Since the process is simplified, it also ends much more quickly, often occurring in just over a year versus up to three years according to recent studies of the results and process of arbitration. Much of that comes with the flexibility of arbitrators and mediators who may not be bound by rules of evidence and procedures or protracted hearings.
The Supreme Court and Arbitrage Finality
If an arbitrator says they reviewed the contracts between two parties, the Supreme Court ruled that his or her decisions regarding dispute resolutions are final, according to the majority opinion in Oxford Health Plans, LLC v. Sutter. This continues legal precedents affording outside mediators the final say in making progress after any negotiating impasses.

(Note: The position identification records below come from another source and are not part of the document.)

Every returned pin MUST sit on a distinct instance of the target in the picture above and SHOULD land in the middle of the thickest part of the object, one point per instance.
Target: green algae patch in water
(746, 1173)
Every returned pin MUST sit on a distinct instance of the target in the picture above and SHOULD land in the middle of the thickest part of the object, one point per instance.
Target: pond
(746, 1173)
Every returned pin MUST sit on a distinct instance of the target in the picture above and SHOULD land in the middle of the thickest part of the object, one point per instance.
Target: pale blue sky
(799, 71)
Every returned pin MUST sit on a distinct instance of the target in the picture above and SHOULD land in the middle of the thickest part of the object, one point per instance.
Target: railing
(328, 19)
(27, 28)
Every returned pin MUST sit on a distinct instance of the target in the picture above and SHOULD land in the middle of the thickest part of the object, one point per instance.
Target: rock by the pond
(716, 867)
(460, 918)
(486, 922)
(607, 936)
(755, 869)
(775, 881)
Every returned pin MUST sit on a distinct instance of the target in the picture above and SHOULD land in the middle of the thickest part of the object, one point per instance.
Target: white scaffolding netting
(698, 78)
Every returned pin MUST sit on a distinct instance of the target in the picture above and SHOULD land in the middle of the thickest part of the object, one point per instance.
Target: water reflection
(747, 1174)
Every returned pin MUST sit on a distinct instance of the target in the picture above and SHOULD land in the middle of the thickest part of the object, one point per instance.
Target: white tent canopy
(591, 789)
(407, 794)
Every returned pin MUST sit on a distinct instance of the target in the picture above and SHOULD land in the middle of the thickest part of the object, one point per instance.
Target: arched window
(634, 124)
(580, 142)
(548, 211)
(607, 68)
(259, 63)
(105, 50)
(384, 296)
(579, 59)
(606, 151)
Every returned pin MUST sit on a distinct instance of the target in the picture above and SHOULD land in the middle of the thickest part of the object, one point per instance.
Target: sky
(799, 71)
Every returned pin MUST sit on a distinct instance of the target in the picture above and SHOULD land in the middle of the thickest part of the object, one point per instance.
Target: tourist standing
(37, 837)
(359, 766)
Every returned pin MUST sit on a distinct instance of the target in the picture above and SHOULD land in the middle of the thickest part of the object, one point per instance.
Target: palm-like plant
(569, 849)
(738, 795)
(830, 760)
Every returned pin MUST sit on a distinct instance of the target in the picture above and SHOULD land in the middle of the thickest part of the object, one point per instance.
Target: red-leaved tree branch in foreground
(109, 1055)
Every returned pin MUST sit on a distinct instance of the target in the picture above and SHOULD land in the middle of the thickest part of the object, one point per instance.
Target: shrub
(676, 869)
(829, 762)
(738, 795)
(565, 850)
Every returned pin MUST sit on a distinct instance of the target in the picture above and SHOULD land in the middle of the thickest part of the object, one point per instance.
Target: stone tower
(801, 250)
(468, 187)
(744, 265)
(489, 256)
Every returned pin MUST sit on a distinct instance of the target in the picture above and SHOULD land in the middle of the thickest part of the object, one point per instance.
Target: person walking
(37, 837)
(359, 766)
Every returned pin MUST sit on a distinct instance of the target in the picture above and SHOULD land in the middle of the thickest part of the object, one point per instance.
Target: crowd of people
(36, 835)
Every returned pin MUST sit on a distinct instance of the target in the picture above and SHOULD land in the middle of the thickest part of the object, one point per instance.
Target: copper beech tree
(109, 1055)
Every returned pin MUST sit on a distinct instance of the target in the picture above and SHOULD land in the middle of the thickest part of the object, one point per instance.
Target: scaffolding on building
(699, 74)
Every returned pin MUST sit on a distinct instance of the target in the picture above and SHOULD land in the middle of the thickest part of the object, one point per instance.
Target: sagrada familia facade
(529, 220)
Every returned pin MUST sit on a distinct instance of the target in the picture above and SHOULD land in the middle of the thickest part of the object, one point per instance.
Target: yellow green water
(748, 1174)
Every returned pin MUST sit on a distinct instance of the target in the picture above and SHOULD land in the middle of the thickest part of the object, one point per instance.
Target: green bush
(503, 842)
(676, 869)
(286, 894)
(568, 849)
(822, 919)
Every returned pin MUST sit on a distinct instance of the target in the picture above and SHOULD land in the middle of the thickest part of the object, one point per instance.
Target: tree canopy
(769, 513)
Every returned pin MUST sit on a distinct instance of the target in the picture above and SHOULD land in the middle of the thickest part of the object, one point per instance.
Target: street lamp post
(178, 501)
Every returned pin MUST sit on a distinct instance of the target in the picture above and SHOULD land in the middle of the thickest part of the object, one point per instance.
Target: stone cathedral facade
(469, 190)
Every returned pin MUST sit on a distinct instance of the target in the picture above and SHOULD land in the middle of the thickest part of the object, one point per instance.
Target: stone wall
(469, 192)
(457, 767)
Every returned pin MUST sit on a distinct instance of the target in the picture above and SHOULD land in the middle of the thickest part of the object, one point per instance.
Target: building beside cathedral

While some consumer protection activists worry about the use of arbitration, especially on a class-wide basis for large companies, the Court’s decision in AT&T Mobility v. Concepcion also points to benefits for parties who opt to avoid trials and lawsuits.
One of those benefits is that alternative dispute resolution can simulate certain portions of a trial and use outside analysts to provide an unbiased estimate of the likely legal outcome based on the facts of the case. Trying to avoid costly rounds of appeals and years in the court room is a great motivator for a compromise that is likely to benefit both sides.
There are complaints, by consumers especially, that they may not get a fair hearing if they or a company are considering alternative dispute resolution. That can be readily mitigated by deciding on an arbitrator with a proven record of providing a fair hearing to parties on both sides.
The other important step is to ensure that one’s contract, whether as part of a business or as a consumer, provides for the protections that one wants. Since an arbitrator is bound by these legal documents, it is important to review them for any potential pitfalls moving forward.
Regardless of where your case is in the legal process and even if there is no requirement for alternative dispute resolution, parties can always agree to engage in alternative dispute resolution rather than continue with costly and time consuming litigation.